2 Hours Of Wicked Mixes To Keep You Moving All Night Long

Now Dance (EMI/Virgin, 1985).

The earliest editions of the Now That’s What I Call Music! series used to give a handy rundown of the releases so far on their inner sleeves. This didn’t just list the running order of the previous instalments and their long-abandoned ‘Pig’-driven design, but the various spinoffs and attempts to extend the ‘brand’ as well. While everyone remembers the original Now – The Christmas Album, how many are aware of the somewhat less successful (and less thematically coherent) Now – The Summer Album? Or Now That’s What I Call Music – 86, a one-off round up of the year on the exciting new Compact Disc format, which is now far easier to find than any of the actual early Now collections issued on CD? And that’s not even getting started on the sweatshirts, mugs, baseball caps, ‘bugs’ and what have you; let’s just say that it took Ashley Abram and Box Music a while to work out how to turn the chart-topping moneyspinner into an empire.

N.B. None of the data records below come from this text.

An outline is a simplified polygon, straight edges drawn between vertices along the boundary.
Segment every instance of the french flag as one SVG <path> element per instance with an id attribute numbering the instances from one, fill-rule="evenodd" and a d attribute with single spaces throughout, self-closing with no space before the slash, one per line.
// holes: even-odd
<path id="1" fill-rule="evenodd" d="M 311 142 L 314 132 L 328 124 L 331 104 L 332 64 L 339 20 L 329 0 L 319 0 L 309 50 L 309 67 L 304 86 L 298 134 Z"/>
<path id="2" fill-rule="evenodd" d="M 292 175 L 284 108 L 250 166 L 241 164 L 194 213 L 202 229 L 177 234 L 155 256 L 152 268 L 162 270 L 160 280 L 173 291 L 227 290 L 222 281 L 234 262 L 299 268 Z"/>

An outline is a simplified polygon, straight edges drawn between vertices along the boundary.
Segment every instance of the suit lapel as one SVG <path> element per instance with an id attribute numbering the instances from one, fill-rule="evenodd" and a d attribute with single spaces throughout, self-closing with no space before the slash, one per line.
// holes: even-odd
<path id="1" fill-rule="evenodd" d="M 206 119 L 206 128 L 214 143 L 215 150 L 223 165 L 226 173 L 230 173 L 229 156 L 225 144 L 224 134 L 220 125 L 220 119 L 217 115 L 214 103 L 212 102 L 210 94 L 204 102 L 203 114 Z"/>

By far the most intriguing of these to the cash-strapped youngster who could barely afford even the regular volumes was the effortlessly cool-looking Now Dance. Issued in 1985, and promising ‘Extended Dance Versions of 20 Smash Hits’, it touted tantalisingly unfamiliar names around a series of surprisingly revealing photographs of a woman writhing in ecstasy to the sounds of Bunny DeBarge and company; and if that wasn’t enough to entice you, there was also a television advert essentially showing it happening in real time. That was the appeal of Now Dance right there – a hint of sex, a flash of late-night ambience, and the promise of a gateway into the tantalising and mysterious world of nightclubs, cocktails, expensive shoes and Extended Dance Versions.

Television advert for Now Dance (EMI/Virgin, 1985).
Television advert for Now Dance (EMI/Virgin, 1985).

That said, this was also what makes Now Dance look so odd from this distance. It came out in the last gasp of mainstream club culture being about looking ‘sophisticated’ first and foremost, with the quality and danceability of the actual music being very much a secondary consideration; while this would change dramatically within a couple of years, at that point dancefloor fillers were all about how convincingly you could pose to them, and the sheer ill-fitting assortment of artists and styles represented here does make you wonder what self-respecting actual dance music fan would have gone anywhere near it. This wasn’t Inspiral Carpets and N*Joi jostling for space on a Deep Heat compilation, it was people whose thoughts about dance music went no further than making sure there were enough seconds to fill a 12″ single plonked alongside the sort of deep cuts that would have had Record Mirror furrowing their brows over the ‘BPM’ content. It’s one of the strangest compilations in the history of anything ever. And it’s absolutely fascinating.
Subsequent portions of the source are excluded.